During the pandemic, images of customers lining up for city blocks to purchase food and supplies have gone viral on social media. Now, public companies are forming a line of their own — albeit one that can’t be captured in a picture. They’re waiting to participate in one of several initiatives recently announced by the Federal Reserve, including a $600 billion “Main Street Lending Program.”
With that program and others slated to become operational within the next week, let’s take a closer look at what they are and what issuers are saying about them.
On April 9th, the Fed and the Treasury Department announced the Main Street Lending Program, through which the Fed will buy at least an 85% interest in loans to certain business by eligible lenders. The program will be operated through three different loan facilities: the Main Street New Loan Facility (for loans originated after April 24), Main Street Priority Loan Facility (for loans to more highly leveraged borrowers originated after April 24), and the Main Street Expanded Loan Facility (for enhancements to term loans or revolving credit facilities originated before April 24). Each involves a lender making “new money” loans to eligible borrowers, and in turn selling participation interests to a special purpose vehicle operated by the Fed/Treasury.
The program was designed to support small and midsize businesses. After getting some pushback, however, on April 30 the Federal Reserve expanded the pool of eligible borrowers to include those with up to 15,000 employees or $5 billion in revenue (up from 10,000 and $2.5 billion originally), drawing in plenty of public companies.
This is in addition to the heavy lifting the Fed has been doing to prop up the corporate bond market. Through the Primary Market Corporate Credit Facility, coming on line any day now, it will be snapping up investment-grade corporate debt. And already, the Fed is using its Secondary Market Corporate Credit Facility to buy up assets it would never touch before: corporate bond ETFs and junk bonds.
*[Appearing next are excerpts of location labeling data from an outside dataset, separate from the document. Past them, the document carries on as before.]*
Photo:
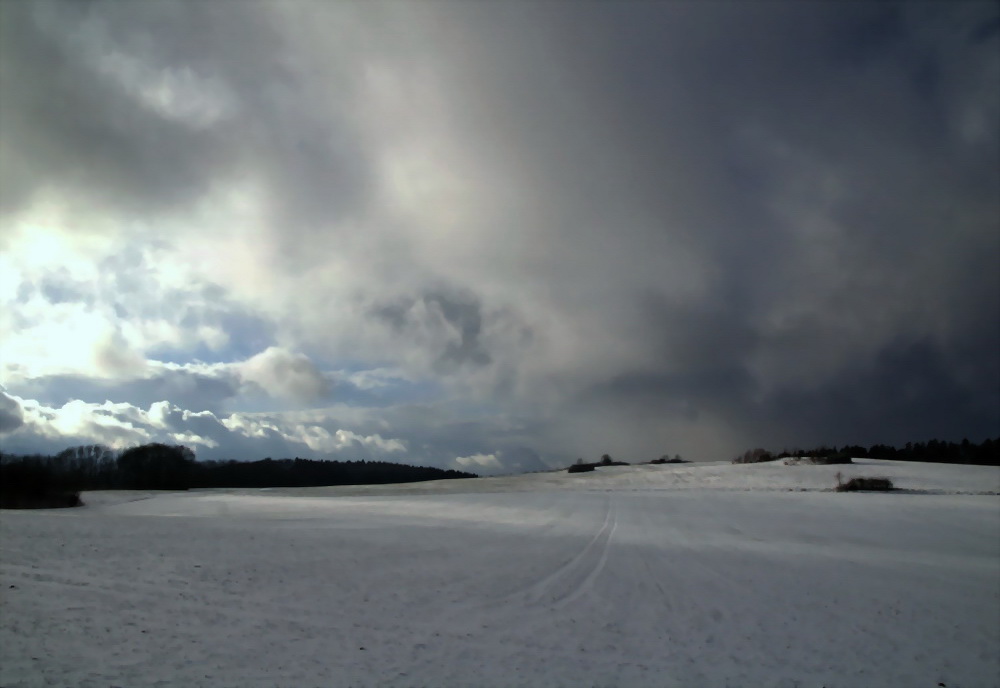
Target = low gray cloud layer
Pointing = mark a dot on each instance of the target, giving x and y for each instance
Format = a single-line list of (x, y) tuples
[(571, 229)]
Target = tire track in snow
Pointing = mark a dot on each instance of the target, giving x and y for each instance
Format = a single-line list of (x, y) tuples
[(571, 580)]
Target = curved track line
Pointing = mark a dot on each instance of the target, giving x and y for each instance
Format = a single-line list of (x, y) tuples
[(573, 578)]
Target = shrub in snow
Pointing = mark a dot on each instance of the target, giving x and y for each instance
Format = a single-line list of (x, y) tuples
[(30, 484), (864, 485), (758, 455), (818, 460)]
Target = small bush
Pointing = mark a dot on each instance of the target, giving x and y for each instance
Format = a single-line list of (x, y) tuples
[(758, 455), (32, 485), (832, 460), (818, 460), (864, 485)]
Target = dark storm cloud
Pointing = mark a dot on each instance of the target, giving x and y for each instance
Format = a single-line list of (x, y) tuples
[(741, 217), (455, 320), (73, 114)]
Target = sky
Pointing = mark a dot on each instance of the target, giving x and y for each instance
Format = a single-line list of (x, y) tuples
[(498, 236)]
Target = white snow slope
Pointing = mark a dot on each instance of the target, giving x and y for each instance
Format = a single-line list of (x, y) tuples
[(696, 575)]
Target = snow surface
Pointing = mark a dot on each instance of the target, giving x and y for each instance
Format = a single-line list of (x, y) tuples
[(672, 575)]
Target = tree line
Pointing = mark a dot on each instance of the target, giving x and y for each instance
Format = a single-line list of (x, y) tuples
[(985, 453), (53, 480)]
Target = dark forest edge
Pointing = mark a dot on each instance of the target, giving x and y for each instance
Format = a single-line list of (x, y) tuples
[(986, 453), (39, 481)]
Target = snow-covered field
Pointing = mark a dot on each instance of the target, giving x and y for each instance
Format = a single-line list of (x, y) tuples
[(688, 575)]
Still to come are the Municipal Liquidity Facility (for state and local governments) and the Term Asset-Backed Securities Loan Facility (for credit-backed securities like student loans).
In the global health crisis, public companies have faced difficult decisions around maintaining liquidity, and judging by recent disclosure, many are keeping their options open. For example, Varex Imaging Corporation, a supplier of medical X-ray components, disclosed on a May 20th earnings call that it was “pursuing other sources of capital, including the US government Main Street Lending Program.”
Similarly, Service Properties Trust, a real estate investment trust (REIT), noted on a May 11th earnings call that although it has “ample liquidity” into next year, it is “currently assessing all of our options to improve our liquidity position during these extraordinary times,” including taking advantage of the Fed’s Primary Market Corporate Credit Facility.
In contrast, Dave & Buster’s Entertainment, Inc. disclosed in a May 18th prospectus that it can “successfully manage our working capital deficit” without additional federal relief. Its current financial model does not “assume that we will receive other federal stimulus relief for which we may be eligible, such as loans under the recently announced Main Street Lending Program.”
We will soon learn whether these programs jolt the economy in the intended manner. To be sure, these are tricky endeavors for the Fed, but companies need relief to get through the crisis. In fact, they are lining up for it.